State departments of transportation are already involved in infrastructure projects that are putting Justice40 principles into play.
For example, the New York State Department of Transportation launched the formal public engagement process in June for the “transformative” Kensington Expressway project in Buffalo.
Constructed during the 1950s and 1960s, the Kensington Expressway replaced what had been a tree-lined boulevard – the Humboldt Parkway, designed by Frederick Law Olmsted – with a below-grade highway that severed the connection between the surrounding neighborhoods. The original boulevard connected Humboldt Park (now Martin Luther King, Jr. Park) with Delaware Park.
NYSDOT noted that its $32.8 billion five-year capital plan adopted as part of the state’s fiscal year 2023 budget includes up to $1 billion for reconnecting the east-west neighborhoods across the depressed section of the Kensington Expressway corridor.
That funding also aims to help re-establish the green space originally provided by Humboldt Parkway without compromising the long-term capacity of the important regional transportation link provided by the expressway, which carries 80,000 vehicles per day.
The Ohio Department of Transportation is engaged in a similar effort with its Opportunity Corridor Boulevard Project in Cleveland; an undertaking specifically designed to revitalize the neighborhood between I-490 and University Circle once known as the “Forgotten Triangle” due to the lack of economic activity.
The agency said the purpose of the Opportunity Corridor project is to improve the transportation system while supporting planned economic development via the construction of a new boulevard between I-490/E. 55th Street to E. 105th in University Circle.

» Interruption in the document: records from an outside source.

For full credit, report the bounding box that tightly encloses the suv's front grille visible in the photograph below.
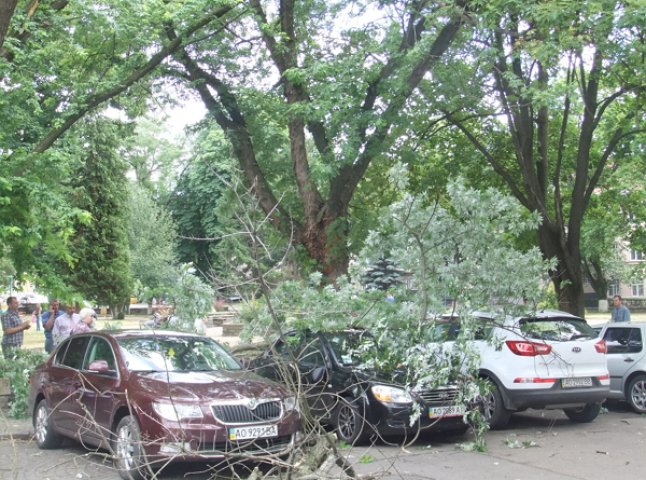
[418,388,460,405]
[212,401,282,425]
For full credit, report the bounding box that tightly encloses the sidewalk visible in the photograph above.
[0,414,32,441]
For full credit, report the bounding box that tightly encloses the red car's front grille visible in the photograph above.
[198,435,293,455]
[212,401,282,424]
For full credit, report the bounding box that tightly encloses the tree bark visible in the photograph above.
[538,222,585,316]
[583,258,608,302]
[0,0,18,53]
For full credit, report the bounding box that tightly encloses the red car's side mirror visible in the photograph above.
[87,360,110,372]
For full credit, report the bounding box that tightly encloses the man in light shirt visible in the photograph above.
[610,295,631,322]
[52,303,78,346]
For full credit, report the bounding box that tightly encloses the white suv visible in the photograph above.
[440,310,609,429]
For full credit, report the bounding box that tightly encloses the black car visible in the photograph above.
[239,329,467,444]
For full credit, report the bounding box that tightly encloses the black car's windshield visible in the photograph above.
[119,336,241,372]
[326,331,376,367]
[519,317,595,341]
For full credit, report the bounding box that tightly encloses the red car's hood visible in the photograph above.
[130,369,287,401]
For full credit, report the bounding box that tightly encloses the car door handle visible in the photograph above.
[624,357,635,362]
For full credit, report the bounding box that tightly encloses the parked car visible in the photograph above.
[437,310,609,429]
[599,322,646,413]
[28,330,301,480]
[236,329,468,445]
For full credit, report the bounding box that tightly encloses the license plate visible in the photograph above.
[228,424,278,441]
[429,405,465,418]
[561,377,592,388]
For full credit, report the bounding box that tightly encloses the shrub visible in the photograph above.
[0,349,47,418]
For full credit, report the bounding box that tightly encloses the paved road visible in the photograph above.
[1,403,645,480]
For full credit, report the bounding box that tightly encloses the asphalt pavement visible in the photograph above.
[2,403,646,480]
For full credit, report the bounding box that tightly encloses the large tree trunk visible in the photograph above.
[583,258,608,302]
[538,223,585,316]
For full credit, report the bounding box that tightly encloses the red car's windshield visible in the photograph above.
[118,337,241,372]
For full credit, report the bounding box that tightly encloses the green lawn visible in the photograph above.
[15,310,646,353]
[21,315,146,352]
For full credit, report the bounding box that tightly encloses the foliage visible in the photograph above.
[128,184,178,302]
[160,0,470,281]
[582,150,646,298]
[0,349,46,418]
[167,263,214,332]
[59,118,132,313]
[241,175,550,450]
[164,126,234,278]
[122,115,186,196]
[421,0,646,314]
[362,257,401,292]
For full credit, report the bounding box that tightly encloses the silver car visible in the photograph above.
[600,322,646,413]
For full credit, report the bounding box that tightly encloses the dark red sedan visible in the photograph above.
[28,330,302,480]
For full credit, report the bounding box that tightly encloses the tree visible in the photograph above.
[165,125,234,276]
[163,1,470,281]
[362,256,401,291]
[0,1,234,282]
[435,0,645,315]
[63,118,132,317]
[128,185,178,303]
[122,115,186,195]
[581,151,646,301]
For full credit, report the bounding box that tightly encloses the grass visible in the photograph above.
[17,310,646,353]
[22,315,146,352]
[584,310,646,326]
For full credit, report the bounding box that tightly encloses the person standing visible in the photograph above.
[1,296,31,358]
[42,299,63,353]
[611,295,631,322]
[72,307,96,334]
[52,303,77,347]
[32,303,42,331]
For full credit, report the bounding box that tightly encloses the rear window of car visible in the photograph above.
[118,336,241,372]
[518,317,596,341]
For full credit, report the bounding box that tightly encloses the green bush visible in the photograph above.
[0,349,47,418]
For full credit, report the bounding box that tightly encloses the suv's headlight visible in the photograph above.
[153,402,204,421]
[371,385,413,405]
[284,396,299,412]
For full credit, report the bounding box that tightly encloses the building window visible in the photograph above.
[608,280,619,298]
[630,250,644,261]
[631,280,645,298]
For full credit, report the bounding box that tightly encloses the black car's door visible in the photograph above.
[292,335,335,418]
[45,336,91,435]
[252,333,332,417]
[76,336,120,448]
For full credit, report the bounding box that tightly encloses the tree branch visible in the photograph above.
[447,114,533,210]
[29,5,234,155]
[0,0,69,62]
[171,39,300,239]
[332,5,467,210]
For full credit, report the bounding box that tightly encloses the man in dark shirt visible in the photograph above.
[1,296,31,358]
[41,298,63,353]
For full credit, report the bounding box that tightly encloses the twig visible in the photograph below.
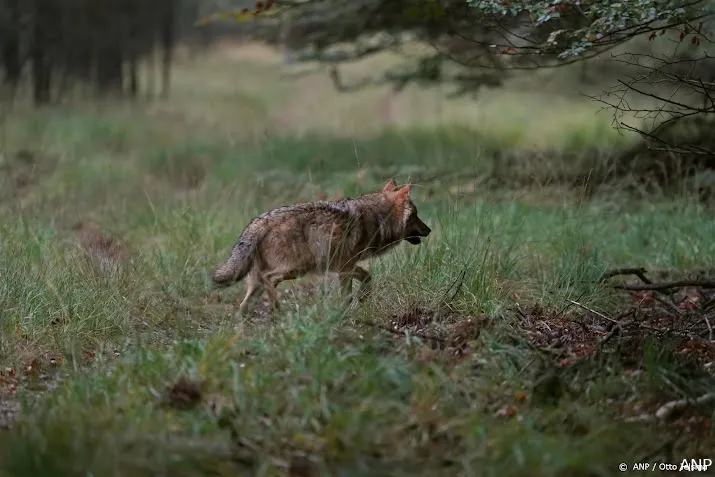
[441,268,467,305]
[514,304,529,320]
[705,316,713,342]
[597,319,636,348]
[637,322,697,341]
[619,122,715,157]
[598,308,636,340]
[702,296,715,311]
[554,289,587,319]
[515,357,536,377]
[568,299,611,322]
[612,308,637,322]
[590,309,637,359]
[615,78,711,116]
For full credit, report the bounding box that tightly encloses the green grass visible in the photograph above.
[0,323,678,477]
[0,44,713,476]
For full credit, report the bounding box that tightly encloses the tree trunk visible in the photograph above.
[2,0,22,95]
[160,0,175,98]
[96,46,124,94]
[129,56,139,97]
[94,0,125,96]
[32,0,57,105]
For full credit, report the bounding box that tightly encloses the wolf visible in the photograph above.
[212,179,431,315]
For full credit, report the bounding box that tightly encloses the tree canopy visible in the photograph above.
[471,0,713,58]
[198,0,713,63]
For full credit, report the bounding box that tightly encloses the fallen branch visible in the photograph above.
[655,393,715,421]
[601,267,692,313]
[612,279,715,291]
[624,393,715,423]
[601,267,715,291]
[600,267,652,284]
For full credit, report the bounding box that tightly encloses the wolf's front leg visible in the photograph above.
[352,266,372,302]
[339,266,371,306]
[339,273,354,306]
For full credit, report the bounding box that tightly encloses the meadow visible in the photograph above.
[0,41,713,476]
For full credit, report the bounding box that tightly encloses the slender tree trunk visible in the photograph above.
[95,0,125,95]
[129,56,139,97]
[32,0,57,105]
[2,0,22,95]
[96,46,124,94]
[160,0,175,98]
[127,0,141,99]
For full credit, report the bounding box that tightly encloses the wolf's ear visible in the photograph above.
[395,183,412,200]
[382,178,398,193]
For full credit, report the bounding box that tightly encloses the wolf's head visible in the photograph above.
[382,179,431,245]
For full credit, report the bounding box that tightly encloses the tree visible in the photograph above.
[471,0,715,157]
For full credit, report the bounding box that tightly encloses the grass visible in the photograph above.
[0,42,713,476]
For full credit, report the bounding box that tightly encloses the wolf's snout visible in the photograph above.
[417,217,431,237]
[405,216,431,245]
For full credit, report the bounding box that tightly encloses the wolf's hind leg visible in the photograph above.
[236,271,264,317]
[262,268,301,311]
[339,273,354,306]
[339,274,353,296]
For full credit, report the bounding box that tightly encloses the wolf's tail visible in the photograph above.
[212,223,263,287]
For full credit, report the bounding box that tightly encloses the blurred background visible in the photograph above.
[0,0,713,195]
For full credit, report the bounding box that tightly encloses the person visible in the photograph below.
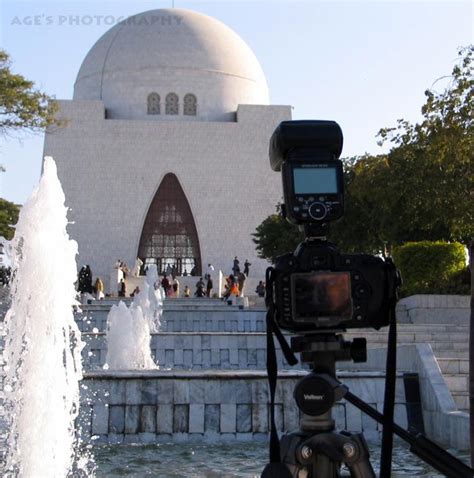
[229,280,240,297]
[130,285,140,297]
[77,265,88,294]
[118,278,126,297]
[120,261,130,278]
[94,277,104,300]
[256,281,265,298]
[84,265,93,293]
[190,265,197,276]
[237,271,247,297]
[184,285,191,297]
[206,263,215,278]
[244,259,251,276]
[165,264,173,276]
[172,276,180,297]
[161,275,171,297]
[206,275,213,297]
[195,283,206,297]
[232,256,240,275]
[132,257,143,277]
[196,277,205,290]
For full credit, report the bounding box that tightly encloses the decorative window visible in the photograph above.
[165,93,179,115]
[183,94,197,116]
[138,173,202,276]
[147,93,160,114]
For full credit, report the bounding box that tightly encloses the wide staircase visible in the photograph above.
[77,297,470,412]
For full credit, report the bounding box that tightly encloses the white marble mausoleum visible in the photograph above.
[43,8,291,289]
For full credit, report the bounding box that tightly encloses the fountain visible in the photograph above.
[104,271,162,371]
[2,157,92,477]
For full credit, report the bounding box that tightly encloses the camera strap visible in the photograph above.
[262,267,298,478]
[379,260,399,478]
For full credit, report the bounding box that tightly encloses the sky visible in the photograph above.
[0,0,472,205]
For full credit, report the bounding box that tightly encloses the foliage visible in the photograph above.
[376,45,473,245]
[254,46,473,261]
[0,197,20,240]
[252,205,304,263]
[0,49,59,138]
[392,241,469,296]
[328,155,394,255]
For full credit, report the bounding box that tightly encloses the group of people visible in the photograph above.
[77,256,264,301]
[232,257,251,277]
[193,274,213,297]
[161,274,180,297]
[78,265,105,300]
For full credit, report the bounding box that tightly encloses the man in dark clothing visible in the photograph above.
[161,275,171,297]
[243,260,251,276]
[232,256,240,275]
[206,276,213,297]
[195,284,206,297]
[256,281,265,297]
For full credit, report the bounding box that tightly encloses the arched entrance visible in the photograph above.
[138,173,202,276]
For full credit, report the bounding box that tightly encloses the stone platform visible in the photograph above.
[79,369,408,445]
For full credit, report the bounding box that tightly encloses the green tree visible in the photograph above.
[253,45,473,261]
[377,45,473,245]
[0,198,20,240]
[0,49,59,138]
[253,205,304,263]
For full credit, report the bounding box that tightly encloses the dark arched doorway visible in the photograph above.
[138,173,202,276]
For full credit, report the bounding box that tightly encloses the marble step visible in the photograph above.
[451,391,469,412]
[76,304,470,335]
[432,349,469,359]
[437,358,469,375]
[82,331,470,371]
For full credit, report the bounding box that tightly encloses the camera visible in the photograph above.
[268,120,399,333]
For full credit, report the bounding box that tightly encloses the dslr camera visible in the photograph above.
[269,120,399,334]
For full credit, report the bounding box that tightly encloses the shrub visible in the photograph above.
[392,241,469,297]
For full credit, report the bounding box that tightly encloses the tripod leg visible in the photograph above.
[343,433,376,478]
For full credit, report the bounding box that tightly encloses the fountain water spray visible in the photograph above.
[105,265,162,370]
[3,157,91,476]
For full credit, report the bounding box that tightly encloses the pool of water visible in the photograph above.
[92,442,471,477]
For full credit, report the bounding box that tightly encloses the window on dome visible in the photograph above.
[147,93,160,114]
[183,94,197,116]
[165,93,179,115]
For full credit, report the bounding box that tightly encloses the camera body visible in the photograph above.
[268,120,399,334]
[273,240,398,333]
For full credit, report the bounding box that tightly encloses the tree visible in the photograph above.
[253,205,304,263]
[0,198,20,240]
[377,45,473,245]
[0,49,59,138]
[254,46,473,262]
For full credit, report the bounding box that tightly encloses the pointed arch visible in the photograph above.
[138,173,201,276]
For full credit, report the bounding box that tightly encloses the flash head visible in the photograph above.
[269,120,343,172]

Jack Marchbanks, director of the Ohio DOT, said that as part of this project the agency sought to spend 20 percent of all Opportunity Corridor construction costs –$41.9 million – with new, small, and disadvantaged business.
“For too many years, these neighborhoods and those who call them home have been bypassed by opportunity,” he explained. “Now, we’re bringing opportunity right to their front door. For a lot of residents, this opportunity is a career, not just a job.”